Glad you tapped into this source and that it gave you a moment of repreive and that the compulsion to drink was lifted.

I will relfect on your experience in my times of weakness to remind myself that there truly is some divine intelligence that has the capacity to remove the obsession to drink.
Gidday Lacey

Thanks for sharing your spiritual awakening and miracle with us:)

I used to expect a blinding flash and someone to hand down the rules and everything is okay instead i get a daily reprieve as has been said and if i ever want an example of a miracle it is in front of me everyday i look in the mirror sober.
My higher power is 24/7 on call and also sends things my way when i sometimes miss the obvious clues.

Lacey thanks again for your E.S.H because it helps this alky stay grateful and focussed

light and love Zac
Gosh, yes Zac, it was a miracle. I will never forget it.
Gidday Lacey

I see that your friend left beers and bags etc, sometimes our old drinking mates prefer the drinker or stoner as they need someone to look down on so they arent looking at themselves but maybe im off the mark and your reply to Idgie just made me think of what some of the old crew done when i stopped drinking LOL they ran a sweepstake at the pub to see how long i would last off the booze and they only new the pissed me and not the insane pissed me......bloody hell all the more reason to stay sober, thanks Lacey

light and love Zac
Hi Lacey,

I to am so glad that you were helped by an HP who was there in your time of need. Like Zak said it's 24/7 were surrounded by this perfect intelligenge - love at all times. We just need to reach for him, it. Whatever you concieve yours to be.

Like Martin said you talked your way thru not out.

I'm concerned about you choosing friendship with the wrong people. People who are using. I'm sorry I'm a mother and a friend. I know it's your business. Perhaps your higher intelligence is working behind the scenes and there is reason this relationship hasn't worked out.

Zak again couldn't have said it better if I were to be in a pissed off mood and to drink it would be like a tornado hit the house. I now find more reasons to remain sober than to get drunk.

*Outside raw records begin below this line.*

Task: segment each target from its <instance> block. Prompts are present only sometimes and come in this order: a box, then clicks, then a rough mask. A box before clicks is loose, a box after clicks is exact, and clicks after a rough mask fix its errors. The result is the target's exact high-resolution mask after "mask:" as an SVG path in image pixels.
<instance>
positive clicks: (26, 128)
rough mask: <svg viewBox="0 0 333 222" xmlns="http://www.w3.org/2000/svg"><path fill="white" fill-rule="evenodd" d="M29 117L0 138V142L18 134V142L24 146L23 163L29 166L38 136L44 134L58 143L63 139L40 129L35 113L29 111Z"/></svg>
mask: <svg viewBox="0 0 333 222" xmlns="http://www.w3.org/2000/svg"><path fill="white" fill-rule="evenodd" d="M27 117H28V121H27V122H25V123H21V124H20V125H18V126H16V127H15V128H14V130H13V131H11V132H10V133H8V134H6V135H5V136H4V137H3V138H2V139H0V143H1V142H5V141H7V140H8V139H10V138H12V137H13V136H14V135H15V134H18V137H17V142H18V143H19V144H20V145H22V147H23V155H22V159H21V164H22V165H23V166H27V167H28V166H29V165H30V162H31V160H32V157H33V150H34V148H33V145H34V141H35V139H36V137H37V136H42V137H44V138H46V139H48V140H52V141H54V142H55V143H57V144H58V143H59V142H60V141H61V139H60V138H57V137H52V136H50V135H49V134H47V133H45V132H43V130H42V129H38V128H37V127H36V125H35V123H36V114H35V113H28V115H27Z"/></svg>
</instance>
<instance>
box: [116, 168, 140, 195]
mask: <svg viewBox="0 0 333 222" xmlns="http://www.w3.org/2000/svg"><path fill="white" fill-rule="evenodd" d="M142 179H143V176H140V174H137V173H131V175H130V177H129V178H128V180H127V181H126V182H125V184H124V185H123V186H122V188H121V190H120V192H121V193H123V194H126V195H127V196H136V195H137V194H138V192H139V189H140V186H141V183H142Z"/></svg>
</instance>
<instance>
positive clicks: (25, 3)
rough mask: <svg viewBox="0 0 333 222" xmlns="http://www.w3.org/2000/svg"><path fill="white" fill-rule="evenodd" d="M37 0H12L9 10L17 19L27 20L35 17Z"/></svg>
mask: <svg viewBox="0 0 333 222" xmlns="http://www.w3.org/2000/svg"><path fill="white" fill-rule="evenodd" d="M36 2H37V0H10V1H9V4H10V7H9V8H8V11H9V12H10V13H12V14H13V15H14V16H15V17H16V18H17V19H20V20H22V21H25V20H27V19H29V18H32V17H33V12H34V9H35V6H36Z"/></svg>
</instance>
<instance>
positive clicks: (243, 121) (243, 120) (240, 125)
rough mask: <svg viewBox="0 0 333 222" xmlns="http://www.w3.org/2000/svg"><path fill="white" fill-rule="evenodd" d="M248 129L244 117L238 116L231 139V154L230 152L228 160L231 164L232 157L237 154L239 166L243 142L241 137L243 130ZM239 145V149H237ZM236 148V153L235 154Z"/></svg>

Thank You, for reminding me that if I pray - ask to do the next right thing, then this to shall pass. All any of us have is today! For I know God allows u- turns.
QUOTE
...old drinking mates prefer the drinker or stoner


LOL
~snicker~
He said "Stoner." Gawd, I haven't heard that in years. In a previous life I'd sit around getting high, drinkin' and smokin,' and we'd call the dude that went out first, the 'stoner-dude.' Couldn't handle the buzz.
ROTFLMAO!!

...

...

..wait for it...

I don't EVER remember being called a Stoner Dude.

I remember being called a stoner in my teens and well I can't remember. Side effect of MJ. I do remember giving it up as alcohol provided a better punch. Tried mixing the two and can you say merry go round at high speeds. Feeling it is horrible. Praying to porcelain God, well it did provide some relief. Oh those headaches. More memorabilies to keep me sober. I'll save it for a rainy day.

I shudder at the thought of smokin the weed now. In my last days of it, it produced such a dramatic effect in my body it was scary - really fast heartbeat and I could feel all the blood rushing around. Not good.

Chris, I know you are right. I have got to pull my socks up with the company I am keeping. I truly didn't realise though that this guy was going to turn up and start doing coke, and continue to disrespect my sobriety throughout the weekend. We were supposed to be going on a 'date' that we had arranged several weeks before. Cocaine was the last thing I thought would be coming too!!

My homoeopath said today that when you have been in a culture - whether it be a drug culture, or anything else it can be very difficult to move out of that into some other group. How true.

So how do those guys and gals in the bar see you now Zac, years and years down the road of sobriety?!!! It is funny how other people just don't get it!